Downtown septic systems have "adverse impact" on Credit River, says MOE

As published in The Erin Advocate

Every community should deal responsibly with its own waste. This principle should be at the core of Erin's upcoming sewage debate. And since we are not dealing responsibly with our septic waste right now, the idea of doing nothing about it is unacceptable.

People may have various ideas and concerns about how to proceed, but the Town must decide on a plan of action. If there is no progress on a sewage solution, the Ministry of the Environment (MOE) promises to make the process mandatory.

Erin Village made a serious attempt at developing a sewage system in 1995, but could not get the necessary funding from senior governments. Only recently has the effort been revived, through the Servicing and Settlement Master Plan (SSMP) study.

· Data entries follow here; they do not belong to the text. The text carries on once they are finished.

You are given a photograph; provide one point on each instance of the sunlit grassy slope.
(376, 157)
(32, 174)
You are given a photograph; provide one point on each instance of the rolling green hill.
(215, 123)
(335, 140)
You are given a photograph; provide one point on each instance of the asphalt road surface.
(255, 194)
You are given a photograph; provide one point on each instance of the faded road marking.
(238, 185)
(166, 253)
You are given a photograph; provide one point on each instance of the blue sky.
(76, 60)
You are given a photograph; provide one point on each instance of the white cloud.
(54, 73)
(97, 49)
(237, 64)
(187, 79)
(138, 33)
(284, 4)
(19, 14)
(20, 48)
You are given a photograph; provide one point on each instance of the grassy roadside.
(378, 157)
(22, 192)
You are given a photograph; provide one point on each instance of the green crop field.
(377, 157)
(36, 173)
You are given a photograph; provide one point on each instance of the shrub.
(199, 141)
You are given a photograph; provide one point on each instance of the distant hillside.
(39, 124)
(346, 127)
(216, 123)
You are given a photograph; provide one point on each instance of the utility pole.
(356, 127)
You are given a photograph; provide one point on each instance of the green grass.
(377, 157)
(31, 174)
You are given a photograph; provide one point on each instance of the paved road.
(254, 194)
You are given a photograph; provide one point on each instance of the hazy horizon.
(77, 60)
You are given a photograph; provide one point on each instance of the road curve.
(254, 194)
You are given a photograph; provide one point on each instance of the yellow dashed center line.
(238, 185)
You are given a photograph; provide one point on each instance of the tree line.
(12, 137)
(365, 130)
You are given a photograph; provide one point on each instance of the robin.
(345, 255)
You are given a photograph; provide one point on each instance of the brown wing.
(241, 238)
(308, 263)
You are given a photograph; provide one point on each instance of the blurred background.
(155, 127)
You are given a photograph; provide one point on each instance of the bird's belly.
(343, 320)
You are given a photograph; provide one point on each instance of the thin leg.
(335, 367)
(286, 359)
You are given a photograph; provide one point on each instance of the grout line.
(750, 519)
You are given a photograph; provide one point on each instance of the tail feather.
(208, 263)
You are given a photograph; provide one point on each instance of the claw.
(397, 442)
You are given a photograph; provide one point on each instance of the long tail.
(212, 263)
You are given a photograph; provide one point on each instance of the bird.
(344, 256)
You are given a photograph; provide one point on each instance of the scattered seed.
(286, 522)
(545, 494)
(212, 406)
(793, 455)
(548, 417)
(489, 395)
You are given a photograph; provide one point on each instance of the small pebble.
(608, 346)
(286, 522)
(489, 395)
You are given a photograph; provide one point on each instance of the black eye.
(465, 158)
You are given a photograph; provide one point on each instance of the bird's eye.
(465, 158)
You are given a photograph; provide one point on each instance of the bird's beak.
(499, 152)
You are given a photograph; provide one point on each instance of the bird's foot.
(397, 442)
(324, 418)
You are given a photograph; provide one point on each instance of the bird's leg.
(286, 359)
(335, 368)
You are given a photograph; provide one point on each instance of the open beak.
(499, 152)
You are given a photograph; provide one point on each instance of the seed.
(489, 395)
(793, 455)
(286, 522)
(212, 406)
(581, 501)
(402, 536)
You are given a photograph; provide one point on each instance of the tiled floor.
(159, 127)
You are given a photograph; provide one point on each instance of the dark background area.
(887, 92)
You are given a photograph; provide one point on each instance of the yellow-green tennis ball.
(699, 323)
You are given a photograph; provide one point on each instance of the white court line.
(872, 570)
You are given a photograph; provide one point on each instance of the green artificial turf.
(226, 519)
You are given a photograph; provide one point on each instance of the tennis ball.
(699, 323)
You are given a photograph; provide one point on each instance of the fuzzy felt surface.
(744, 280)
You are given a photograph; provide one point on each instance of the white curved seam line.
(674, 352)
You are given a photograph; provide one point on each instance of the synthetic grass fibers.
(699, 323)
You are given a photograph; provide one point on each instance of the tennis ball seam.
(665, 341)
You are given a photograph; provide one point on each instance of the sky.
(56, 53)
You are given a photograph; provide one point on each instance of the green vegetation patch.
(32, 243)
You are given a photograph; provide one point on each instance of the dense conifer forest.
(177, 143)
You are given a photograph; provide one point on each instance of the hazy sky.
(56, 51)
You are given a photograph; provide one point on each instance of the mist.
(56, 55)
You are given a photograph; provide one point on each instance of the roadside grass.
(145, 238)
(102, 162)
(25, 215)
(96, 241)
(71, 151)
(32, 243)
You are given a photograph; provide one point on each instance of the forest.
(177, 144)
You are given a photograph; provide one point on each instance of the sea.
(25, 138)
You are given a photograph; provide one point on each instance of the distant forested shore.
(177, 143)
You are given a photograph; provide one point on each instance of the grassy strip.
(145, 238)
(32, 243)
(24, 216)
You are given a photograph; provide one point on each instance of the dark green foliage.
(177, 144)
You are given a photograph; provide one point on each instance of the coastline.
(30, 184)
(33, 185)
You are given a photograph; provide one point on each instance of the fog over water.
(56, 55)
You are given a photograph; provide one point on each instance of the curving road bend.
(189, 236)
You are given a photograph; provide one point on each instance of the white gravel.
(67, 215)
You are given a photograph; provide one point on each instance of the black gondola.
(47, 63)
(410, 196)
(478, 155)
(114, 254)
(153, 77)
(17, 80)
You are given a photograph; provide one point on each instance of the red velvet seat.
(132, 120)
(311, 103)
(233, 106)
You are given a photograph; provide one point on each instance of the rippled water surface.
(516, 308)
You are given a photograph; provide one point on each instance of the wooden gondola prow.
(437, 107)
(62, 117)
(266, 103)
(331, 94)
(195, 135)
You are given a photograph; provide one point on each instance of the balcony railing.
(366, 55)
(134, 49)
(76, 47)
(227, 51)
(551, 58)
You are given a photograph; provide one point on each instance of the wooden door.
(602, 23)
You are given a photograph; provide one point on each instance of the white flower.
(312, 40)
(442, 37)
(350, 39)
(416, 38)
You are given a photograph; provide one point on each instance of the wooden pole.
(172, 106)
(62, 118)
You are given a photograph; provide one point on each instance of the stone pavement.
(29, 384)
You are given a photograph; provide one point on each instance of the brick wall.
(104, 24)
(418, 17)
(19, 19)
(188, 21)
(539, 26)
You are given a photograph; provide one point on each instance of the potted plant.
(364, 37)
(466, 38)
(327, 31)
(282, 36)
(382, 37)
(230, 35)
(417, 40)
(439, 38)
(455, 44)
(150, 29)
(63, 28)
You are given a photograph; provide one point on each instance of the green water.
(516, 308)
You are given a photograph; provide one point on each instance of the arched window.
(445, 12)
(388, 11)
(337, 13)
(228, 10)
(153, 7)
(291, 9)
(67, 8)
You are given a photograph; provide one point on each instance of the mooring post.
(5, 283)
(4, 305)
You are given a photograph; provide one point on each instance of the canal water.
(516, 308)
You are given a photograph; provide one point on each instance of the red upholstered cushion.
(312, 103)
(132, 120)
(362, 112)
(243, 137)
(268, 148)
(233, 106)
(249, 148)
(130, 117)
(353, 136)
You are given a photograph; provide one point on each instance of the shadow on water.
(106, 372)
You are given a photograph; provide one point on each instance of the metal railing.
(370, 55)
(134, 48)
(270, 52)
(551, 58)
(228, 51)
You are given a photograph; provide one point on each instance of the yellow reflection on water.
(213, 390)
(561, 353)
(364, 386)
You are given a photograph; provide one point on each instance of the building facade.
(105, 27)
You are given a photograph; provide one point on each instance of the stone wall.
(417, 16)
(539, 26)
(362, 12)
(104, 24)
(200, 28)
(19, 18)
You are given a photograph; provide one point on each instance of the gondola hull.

If the study stays on schedule, there will be a draft final report to Town Council in November next year. The municipal election, however, will be held on November 8. Is council willing to change the timeline so that all the candidates can see the final report and state their positions before the election? Is there any good reason why the final report to council could not be ready next September?

There will be plenty of information coming out in interim reports and public meetings during the next year, but to get some background, I spoke recently with Gary Tomlinson, Acting District Supervisor for the MOE in Guelph. He has worked on Erin's issues for many years. I asked about the severity of impact caused by a large number of septic systems in a small area.

He said that if the soil conditions are good, and the septic systems are spread out, the impact should be minimal. Unfortunately, these advantages do not exist in downtown Erin village or Hillsburgh.

"The soil type is largely unsuitable, the depth of soil overburden to bedrock is inadequate, the groundwater table is high, the various systems are crowded together and, in some cases, there is essentially no separation distance from the various branches of the Credit River," he said.

"As such, there is an observable adverse impact on the river due to nutrient inputs as its tributaries pass through the former Village and Hillsburgh areas."

Back in 1995, the negative effect of septic tanks in the old part of Erin village was well-publicized. Those worries have not gone away. How many older septic tanks and holding tanks would be found acceptable if they were subject to inspection? Why have the Ontario and Town governments allowed the situation to drag on for so long? Yes, we have had the amalgamation of Erin Village with Erin Township, but is that enough of an excuse for waiting 15 years?

Now, we are facing some consequences. Steen's Dairy has been allowed to spread its dairy wash water on farmland, even during the winter (which is not allowed for regular septic waste). The MOE has informed them that this practice will be phased out, not just in winter, but year-round. As part of an expansion plan, the company has decided to relocate their plant to Guelph (though the Dairy Bar will stay in Erin). Lack of sewers was not the only factor, but it was one of them.

"The ministry has informed the Town of Erin on a number of occasions that, based on the observable impacts on the Credit River, a municipal sewage collection and treatment system is required to serve both the urbanized areas and the outlying areas that will continue to generate septage and untreated sewage after the construction of those facilities," said Tomlinson.

"The municipality needs to demonstrate on ongoing commitment and progress towards that goal, or pursuant to its authority under the Ontario Water Resources Act the ministry will make the process mandatory. To date the Town of Erin has shown acceptable progress in meeting this requirement."